When LLMs produce manipulative images and text, potentially leading to the spread of disinformation and other harmful consequences.

Trustworthiness

AI drifts

When the accuracy of AI models drifts within days. Business KPIs are negatively affected when production data differs from training data.

Biases

Refer to AI systems that produce biased results, usually reflective of human societal biases.

Explainability

The level at which human users are able to comprehend and trust the results created by AI, based on tracking how the AI made decisions and reached conclusions.

Fairness

In the context of AI, fairness is the process of correcting and eliminating algorithmic biases (about race, ethnicity, gender, sexual orientation, etc.).

Out-of-Distribution (OOD)

Data that deviates from patterns AI models were trained on, which leads models to behave in unexpected ways.

Weak Spots

AI can have several weak spots which may be exploited and pose risks.

Cyber Attacks on AI

Blackbox or Graybox

When attackers have either partial or no knowledge of a model, other than its input.

Malicious Code

A breed of code that can be used to corrupt files, erase hard drives, or allow attackers to access systems. Malicious code includes trojan horses, worms, and macros, and spreads by visiting infected websites or downloading infected attachments or files.

Malware Injection

When malware is injected into an established software program, website, or database using methods like SQL injection and command injection.

White Box

Also known as XAI attacks, this is when attackers know everything about the deployed model, e.g., inputs, model architecture, and specific model internals like weights or coefficients. Compared to blackbox attacks, white box attacks allow attackers more opportunity to gain information once they are able to access network gradients of XAI models.

Trojan

Attacks that embed malicious code within training datasets and updates which seem benign.

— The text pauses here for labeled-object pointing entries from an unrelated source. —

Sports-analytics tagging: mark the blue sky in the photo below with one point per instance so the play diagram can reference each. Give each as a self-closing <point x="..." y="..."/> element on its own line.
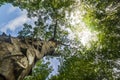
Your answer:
<point x="12" y="19"/>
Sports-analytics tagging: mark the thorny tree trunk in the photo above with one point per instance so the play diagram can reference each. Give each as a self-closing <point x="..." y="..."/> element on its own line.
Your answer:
<point x="18" y="56"/>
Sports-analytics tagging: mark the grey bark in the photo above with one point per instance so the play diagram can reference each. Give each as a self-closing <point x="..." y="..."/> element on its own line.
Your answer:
<point x="18" y="56"/>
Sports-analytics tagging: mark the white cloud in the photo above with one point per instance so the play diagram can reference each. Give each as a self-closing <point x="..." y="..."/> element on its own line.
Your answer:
<point x="12" y="9"/>
<point x="17" y="22"/>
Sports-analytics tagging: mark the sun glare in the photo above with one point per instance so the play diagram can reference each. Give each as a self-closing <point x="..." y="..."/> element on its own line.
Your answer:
<point x="79" y="30"/>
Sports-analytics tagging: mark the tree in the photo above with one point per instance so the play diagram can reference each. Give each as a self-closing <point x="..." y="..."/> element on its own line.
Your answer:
<point x="79" y="62"/>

After attacking the AI system, these hidden payloads manipulate the model’s decision-making, causing data exfiltration and output poisoning.

Privacy

Data Extraction

When trained attack models are tasked with determining whether a data point is in a training set that can expose essential information like private API keys.

Model Inversion

An attack in which a machine learning model - an inversion model - is trained on the target model's output to predict the original dataset of the target model and infer sensitive information.

Private Data Leakage

When an LLM discloses information that should have remained confidential, leading to privacy and security breaches.